Update:Ausgereizt und beendet

Update: Unter den Menschen über 60 Jahre hat die Bereitschaft, sich impfen zu lassen, stark nachgelassen.

Unter den Menschen über 60 Jahre hat die Bereitschaft, sich impfen zu lassen, stark nachgelassen.

(Foto: Marco Einfeldt)

Keine einzige Ü60-Erstimpfung im April in Erding und Freising.

Von Florian Tempel, Freising/Erding

Das war es dann wohl. Nachdem eine Impfpflicht ab 60 Jahren im Bundestag gescheitert ist, ist zu erwarten, dass die Impfkampagne bald ganz zum Erliegen kommen wird. Erst recht, da eine Impflicht scheibchenweise zerlegt und reduziert wurde. Die allgemeine Impfpflicht für alle Erwachsenen war schon länger vom Tisch. Die alternativ überlegte Pflicht für alle über 50 Jahre, die noch in der vergangenen Woche als tragfähige Idee zirkulierte, wurde dann binnen weniger Tage zum angeblichen Ü60-Kompromiss zerrieben, der in Berlin auch keine Mehrheit mehr fand. Dass das riesige Impfzentrum in München-Riem nur einen Tag später geschlossen wurde, illustriert die aktuelle Entwicklung plakativ. Doch es ist überall dasselbe, im Großen und im Kleinen.

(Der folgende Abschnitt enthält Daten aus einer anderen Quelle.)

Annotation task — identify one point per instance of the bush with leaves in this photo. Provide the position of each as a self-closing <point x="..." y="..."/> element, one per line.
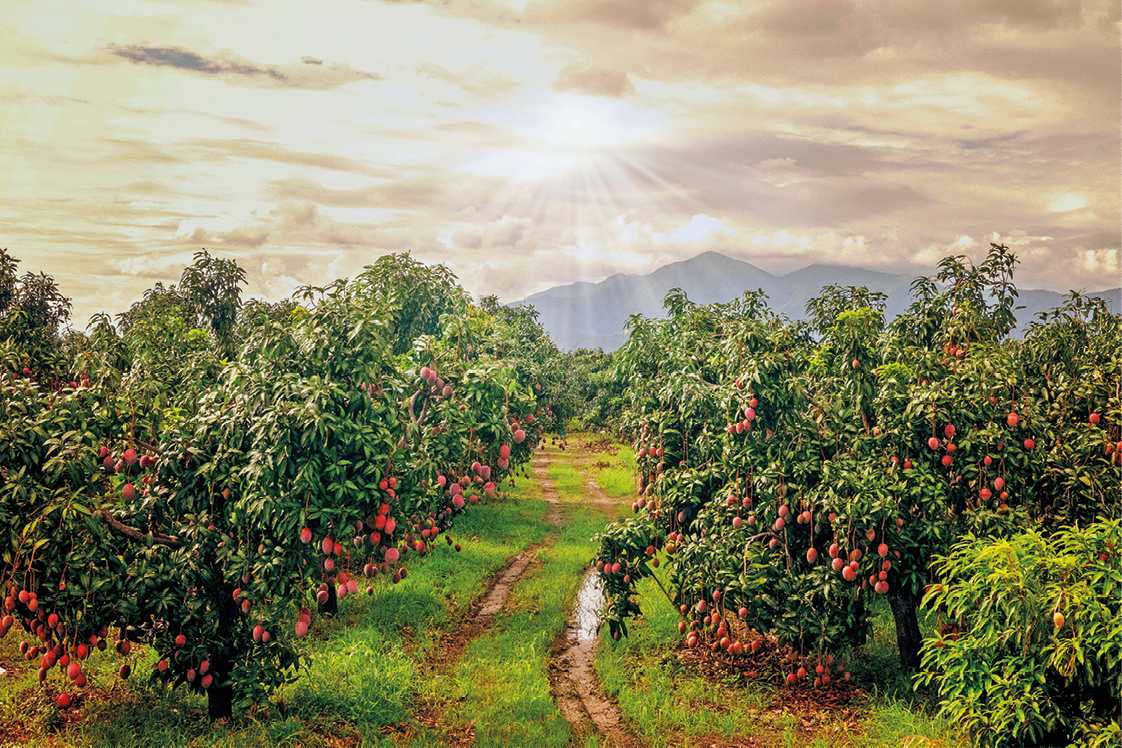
<point x="1030" y="645"/>
<point x="794" y="470"/>
<point x="204" y="528"/>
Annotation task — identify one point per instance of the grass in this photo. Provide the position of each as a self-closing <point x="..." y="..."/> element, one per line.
<point x="361" y="665"/>
<point x="614" y="470"/>
<point x="670" y="704"/>
<point x="502" y="683"/>
<point x="503" y="677"/>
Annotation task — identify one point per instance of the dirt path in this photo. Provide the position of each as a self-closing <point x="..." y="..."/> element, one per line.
<point x="572" y="667"/>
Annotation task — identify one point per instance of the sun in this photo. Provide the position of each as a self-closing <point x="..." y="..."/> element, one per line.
<point x="585" y="123"/>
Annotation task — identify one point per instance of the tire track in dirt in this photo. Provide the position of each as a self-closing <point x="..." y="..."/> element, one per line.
<point x="478" y="619"/>
<point x="572" y="667"/>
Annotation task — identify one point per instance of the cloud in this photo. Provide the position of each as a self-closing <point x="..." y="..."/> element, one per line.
<point x="643" y="15"/>
<point x="310" y="73"/>
<point x="592" y="82"/>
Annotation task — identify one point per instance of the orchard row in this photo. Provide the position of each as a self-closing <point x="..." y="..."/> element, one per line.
<point x="790" y="471"/>
<point x="204" y="482"/>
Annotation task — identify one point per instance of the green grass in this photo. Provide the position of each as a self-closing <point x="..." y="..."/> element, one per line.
<point x="503" y="677"/>
<point x="664" y="701"/>
<point x="671" y="705"/>
<point x="618" y="478"/>
<point x="361" y="665"/>
<point x="502" y="683"/>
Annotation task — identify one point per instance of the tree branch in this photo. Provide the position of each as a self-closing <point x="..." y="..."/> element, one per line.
<point x="117" y="526"/>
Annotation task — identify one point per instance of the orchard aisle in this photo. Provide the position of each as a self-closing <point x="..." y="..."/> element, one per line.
<point x="520" y="668"/>
<point x="572" y="670"/>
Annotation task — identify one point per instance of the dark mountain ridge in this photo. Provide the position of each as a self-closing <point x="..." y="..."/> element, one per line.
<point x="592" y="314"/>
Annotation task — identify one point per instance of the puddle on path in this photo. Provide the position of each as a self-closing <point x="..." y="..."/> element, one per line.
<point x="589" y="603"/>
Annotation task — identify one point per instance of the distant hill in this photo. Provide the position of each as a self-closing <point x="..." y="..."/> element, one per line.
<point x="594" y="314"/>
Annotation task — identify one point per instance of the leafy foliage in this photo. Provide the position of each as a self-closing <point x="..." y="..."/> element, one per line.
<point x="1030" y="645"/>
<point x="791" y="478"/>
<point x="202" y="505"/>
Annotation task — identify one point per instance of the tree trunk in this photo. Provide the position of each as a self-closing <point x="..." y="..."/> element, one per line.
<point x="908" y="637"/>
<point x="331" y="607"/>
<point x="220" y="702"/>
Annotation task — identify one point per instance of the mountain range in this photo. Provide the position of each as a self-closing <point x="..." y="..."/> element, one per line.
<point x="594" y="314"/>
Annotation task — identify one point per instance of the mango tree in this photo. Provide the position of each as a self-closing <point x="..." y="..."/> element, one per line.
<point x="210" y="528"/>
<point x="792" y="471"/>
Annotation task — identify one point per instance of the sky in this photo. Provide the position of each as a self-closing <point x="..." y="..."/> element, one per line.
<point x="529" y="144"/>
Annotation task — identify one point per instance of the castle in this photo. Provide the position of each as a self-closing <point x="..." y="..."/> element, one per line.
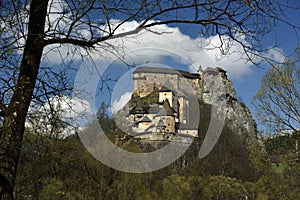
<point x="162" y="102"/>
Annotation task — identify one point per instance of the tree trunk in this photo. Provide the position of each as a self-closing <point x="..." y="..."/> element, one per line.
<point x="11" y="133"/>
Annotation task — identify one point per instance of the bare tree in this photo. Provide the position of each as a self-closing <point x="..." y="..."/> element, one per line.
<point x="278" y="100"/>
<point x="27" y="27"/>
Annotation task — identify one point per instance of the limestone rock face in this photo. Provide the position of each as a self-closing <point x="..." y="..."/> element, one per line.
<point x="216" y="85"/>
<point x="211" y="86"/>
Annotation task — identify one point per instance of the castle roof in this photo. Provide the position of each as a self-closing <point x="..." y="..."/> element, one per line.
<point x="166" y="110"/>
<point x="144" y="119"/>
<point x="159" y="70"/>
<point x="165" y="89"/>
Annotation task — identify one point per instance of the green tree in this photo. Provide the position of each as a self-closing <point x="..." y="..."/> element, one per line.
<point x="277" y="101"/>
<point x="29" y="27"/>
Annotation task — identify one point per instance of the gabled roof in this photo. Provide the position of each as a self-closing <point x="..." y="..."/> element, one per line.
<point x="144" y="119"/>
<point x="166" y="110"/>
<point x="160" y="124"/>
<point x="159" y="70"/>
<point x="165" y="89"/>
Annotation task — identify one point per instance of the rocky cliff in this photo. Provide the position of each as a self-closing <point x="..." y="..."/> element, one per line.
<point x="238" y="116"/>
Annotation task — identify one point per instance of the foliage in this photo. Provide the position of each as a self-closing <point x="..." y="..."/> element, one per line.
<point x="277" y="101"/>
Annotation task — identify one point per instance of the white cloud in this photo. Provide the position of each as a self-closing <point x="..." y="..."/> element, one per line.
<point x="162" y="40"/>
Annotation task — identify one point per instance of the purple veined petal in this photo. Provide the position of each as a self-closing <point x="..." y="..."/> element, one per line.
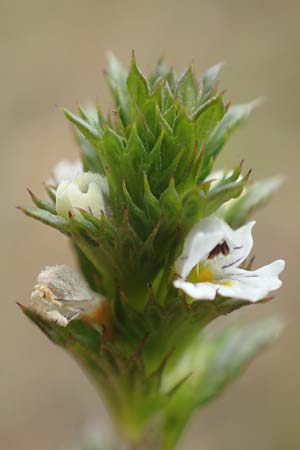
<point x="198" y="291"/>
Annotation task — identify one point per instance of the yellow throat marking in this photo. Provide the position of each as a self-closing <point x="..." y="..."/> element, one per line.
<point x="201" y="273"/>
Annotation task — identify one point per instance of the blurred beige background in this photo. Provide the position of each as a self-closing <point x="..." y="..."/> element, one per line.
<point x="53" y="53"/>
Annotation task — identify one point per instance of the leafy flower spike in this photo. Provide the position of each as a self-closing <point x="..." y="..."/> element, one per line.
<point x="85" y="191"/>
<point x="209" y="264"/>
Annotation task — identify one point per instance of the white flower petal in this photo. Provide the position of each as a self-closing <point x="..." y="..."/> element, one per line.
<point x="240" y="243"/>
<point x="198" y="291"/>
<point x="85" y="191"/>
<point x="253" y="285"/>
<point x="200" y="241"/>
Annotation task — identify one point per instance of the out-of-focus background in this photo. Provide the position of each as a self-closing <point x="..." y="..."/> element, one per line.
<point x="53" y="53"/>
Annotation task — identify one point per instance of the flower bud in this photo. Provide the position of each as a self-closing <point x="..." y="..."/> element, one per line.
<point x="60" y="295"/>
<point x="85" y="191"/>
<point x="65" y="170"/>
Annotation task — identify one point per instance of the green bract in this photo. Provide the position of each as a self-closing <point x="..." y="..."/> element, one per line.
<point x="157" y="149"/>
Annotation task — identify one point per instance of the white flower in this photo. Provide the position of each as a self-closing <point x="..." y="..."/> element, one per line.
<point x="86" y="191"/>
<point x="65" y="170"/>
<point x="61" y="295"/>
<point x="210" y="261"/>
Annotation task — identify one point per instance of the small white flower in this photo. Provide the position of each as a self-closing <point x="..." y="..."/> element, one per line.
<point x="86" y="191"/>
<point x="65" y="170"/>
<point x="210" y="261"/>
<point x="60" y="295"/>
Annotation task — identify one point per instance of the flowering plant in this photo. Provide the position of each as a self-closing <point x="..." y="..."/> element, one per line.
<point x="162" y="246"/>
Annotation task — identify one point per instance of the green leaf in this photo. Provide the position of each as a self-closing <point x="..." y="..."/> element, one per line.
<point x="188" y="90"/>
<point x="76" y="332"/>
<point x="117" y="80"/>
<point x="137" y="85"/>
<point x="207" y="118"/>
<point x="91" y="133"/>
<point x="210" y="81"/>
<point x="213" y="363"/>
<point x="54" y="221"/>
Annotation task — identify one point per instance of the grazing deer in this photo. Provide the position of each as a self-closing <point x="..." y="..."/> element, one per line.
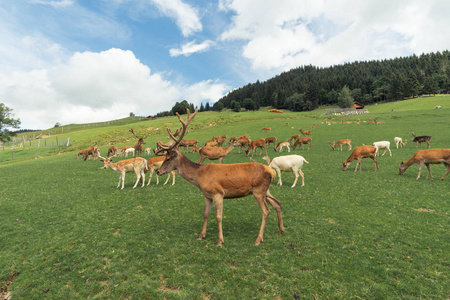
<point x="282" y="145"/>
<point x="260" y="143"/>
<point x="302" y="141"/>
<point x="91" y="151"/>
<point x="420" y="139"/>
<point x="340" y="143"/>
<point x="360" y="153"/>
<point x="272" y="140"/>
<point x="399" y="141"/>
<point x="288" y="163"/>
<point x="383" y="145"/>
<point x="138" y="145"/>
<point x="136" y="165"/>
<point x="427" y="157"/>
<point x="305" y="133"/>
<point x="112" y="151"/>
<point x="213" y="153"/>
<point x="153" y="164"/>
<point x="217" y="182"/>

Laut den täglich aktualisierten Daten des Robert-Koch-Instituts (RKI), das die Coronaimpfungen für alle Landkreise und kreisfreien Städte in Deutschland nach Altersgruppen sowie für Erst-, Zweit- und Booster-Impfungen differenziert erfasst, haben sich im April im Landkreis Erding bislang nur 18 Erwachsene und fünf Jugendliche eine Erstimpfung geben lassen. Im Landkreis Freising waren es kaum mehr. Hier gingen 21 Erwachsene und sechs Jugendliche zur Erstimpfung, dazu kamen noch neun Kinder zwischen fünf und elf Jahren. In beiden Landkreisen gab es jedoch keinen Menschen über 60 Jahre, der sich erstmals eine Spritze gegen das Coronavirus geben ließ - nicht ein einziger.

Die bayerische Erstimpfung-Quote in der Ü60-Gruppe beträgt 86,7 Prozent

Männer und Frauen der Altersgruppe Ü60 sind natürlich zum größten Teil schon längst geimpft. Die RKI-Statistik weist für den Landkreis Erding eine Quote von 91,5 Prozent Erstgeimpfter in der Ü60-Gruppe aus. Im Landkreis Freising sind es laut den RKI-Daten nur 84,3 Prozent. Es ist jedoch schon lange bekannt, dass die Impfquoten für einzelne Landkreise nicht unbedingt zutreffend sind. Es gab offensichtliche Probleme bei der Datenerfassung in der Anfangszeit der Impfkampagne. Zudem hat sich manch einer außerhalb seines Wohnsitz-Landkreises impfen lassen und fällt somit aus der Landkreisstatistik raus. Das RKI veröffentlicht deshalb nur Impfquoten für ganze Bundesländer. Die bayerische Quote in der Ü60-Gruppe bei den Erstimpfungen beträgt laut dem aktuellsten RKI-Impfmonitoring 86,7 Prozent.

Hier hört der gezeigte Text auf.